Donors, working with the WLA Director, may specify that parts or all of a collection may be temporarily closed or restricted for a reasonable period of time. Such restrictions will be clearly stated in the deed of gift. Donations that a donor wishes to see all, or parts of, closed permanently will not be accepted.
Because of Internal Revenue Service regulations and conflict of interest issues, the WLA may not appraise donated materials, provide tax advice, or interpret tax laws.
Loans of materials will only be accepted in rare cases. Deposits of materials will not be accepted without the explicit agreement that such materials will be gifted in the future to the WLA, for example, by the estate of the donor.
Occasionally it may be necessary to remove material from a collection.

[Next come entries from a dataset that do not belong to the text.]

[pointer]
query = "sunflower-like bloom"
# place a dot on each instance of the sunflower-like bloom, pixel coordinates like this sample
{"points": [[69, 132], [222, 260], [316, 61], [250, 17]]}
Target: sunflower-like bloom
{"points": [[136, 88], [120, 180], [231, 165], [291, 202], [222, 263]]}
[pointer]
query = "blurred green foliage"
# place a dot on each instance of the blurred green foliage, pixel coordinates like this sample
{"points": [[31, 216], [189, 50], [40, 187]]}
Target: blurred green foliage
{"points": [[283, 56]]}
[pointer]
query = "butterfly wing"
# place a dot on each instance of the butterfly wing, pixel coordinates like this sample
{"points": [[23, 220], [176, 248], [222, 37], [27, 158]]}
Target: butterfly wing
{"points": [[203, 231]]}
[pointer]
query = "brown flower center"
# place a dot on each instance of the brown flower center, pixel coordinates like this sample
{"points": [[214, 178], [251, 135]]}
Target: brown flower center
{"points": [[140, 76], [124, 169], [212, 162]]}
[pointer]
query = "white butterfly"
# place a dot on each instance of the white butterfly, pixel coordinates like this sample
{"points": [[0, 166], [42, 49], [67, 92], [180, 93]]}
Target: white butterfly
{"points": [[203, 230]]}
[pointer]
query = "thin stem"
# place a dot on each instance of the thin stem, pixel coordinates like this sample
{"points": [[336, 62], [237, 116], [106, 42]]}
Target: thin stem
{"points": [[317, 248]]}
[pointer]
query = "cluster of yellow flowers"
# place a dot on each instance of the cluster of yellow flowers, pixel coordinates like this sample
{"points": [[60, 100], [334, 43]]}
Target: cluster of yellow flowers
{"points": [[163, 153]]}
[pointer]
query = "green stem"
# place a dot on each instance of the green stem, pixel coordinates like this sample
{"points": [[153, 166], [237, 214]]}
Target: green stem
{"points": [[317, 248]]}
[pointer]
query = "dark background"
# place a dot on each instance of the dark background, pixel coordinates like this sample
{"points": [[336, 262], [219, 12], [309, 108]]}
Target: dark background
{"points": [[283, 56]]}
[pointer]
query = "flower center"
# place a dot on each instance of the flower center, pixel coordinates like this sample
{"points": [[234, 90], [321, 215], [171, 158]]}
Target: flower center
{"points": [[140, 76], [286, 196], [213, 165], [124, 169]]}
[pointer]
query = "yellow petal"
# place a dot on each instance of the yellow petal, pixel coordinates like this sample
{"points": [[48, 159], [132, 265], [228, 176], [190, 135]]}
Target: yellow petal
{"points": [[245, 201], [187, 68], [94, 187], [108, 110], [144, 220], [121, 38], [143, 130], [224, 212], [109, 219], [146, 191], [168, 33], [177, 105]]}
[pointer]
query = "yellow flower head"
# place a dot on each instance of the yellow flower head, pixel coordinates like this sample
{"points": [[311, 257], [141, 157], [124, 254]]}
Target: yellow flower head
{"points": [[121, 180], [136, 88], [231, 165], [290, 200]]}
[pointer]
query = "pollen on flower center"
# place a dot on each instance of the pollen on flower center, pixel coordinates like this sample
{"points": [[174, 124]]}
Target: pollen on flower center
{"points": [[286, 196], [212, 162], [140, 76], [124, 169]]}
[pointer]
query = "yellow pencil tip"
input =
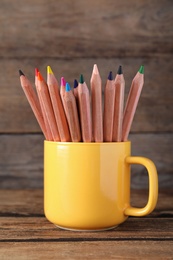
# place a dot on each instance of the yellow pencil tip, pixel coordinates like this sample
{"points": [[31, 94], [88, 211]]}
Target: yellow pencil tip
{"points": [[49, 70]]}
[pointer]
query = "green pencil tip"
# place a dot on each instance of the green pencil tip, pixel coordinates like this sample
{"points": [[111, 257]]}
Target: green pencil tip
{"points": [[141, 70], [81, 79]]}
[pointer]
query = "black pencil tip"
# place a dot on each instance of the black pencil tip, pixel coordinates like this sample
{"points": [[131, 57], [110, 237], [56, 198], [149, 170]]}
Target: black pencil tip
{"points": [[120, 71], [21, 73], [75, 83], [110, 76]]}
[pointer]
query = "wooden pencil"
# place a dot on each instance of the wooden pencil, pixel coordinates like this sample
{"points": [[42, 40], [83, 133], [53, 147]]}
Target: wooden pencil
{"points": [[118, 106], [96, 96], [72, 114], [108, 116], [75, 89], [48, 130], [57, 105], [45, 97], [132, 101], [85, 110], [62, 90], [33, 101]]}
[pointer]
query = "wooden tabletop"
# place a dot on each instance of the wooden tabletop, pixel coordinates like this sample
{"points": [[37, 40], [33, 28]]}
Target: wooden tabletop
{"points": [[25, 233]]}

Deaccessioning is the term used regarding formal removal of materials from the custody of an archives through return to the donor, transfer to a more appropriate institution, or destruction.
The following factors are considered when considering de-accession of an item or collection:
- The item or collection can no longer be properly stored, preserved, or used.
- The item or collection no longer retains its physical integrity, identity, or authenticity.
- The item or collection is duplicated elsewhere in the WLA collections.
- The item or collection is too costly to store, display, or maintain.
- The item or collection no longer fits within the WLA collection policy.
When one or more of these factors have been met, deaccessioning may be initiated by the WLA Director. If more than 20% of a collection is considered for deaccessioning, the WLA Director will determine the best procedure for handling the materials, make a recommendation to the Dean of Libraries and the Gannon Center Director, and carry out the recommendation. A permanent deaccession list will be created and maintained by the WLA Director.
Collection and Acquisition Policy last updated August 2014.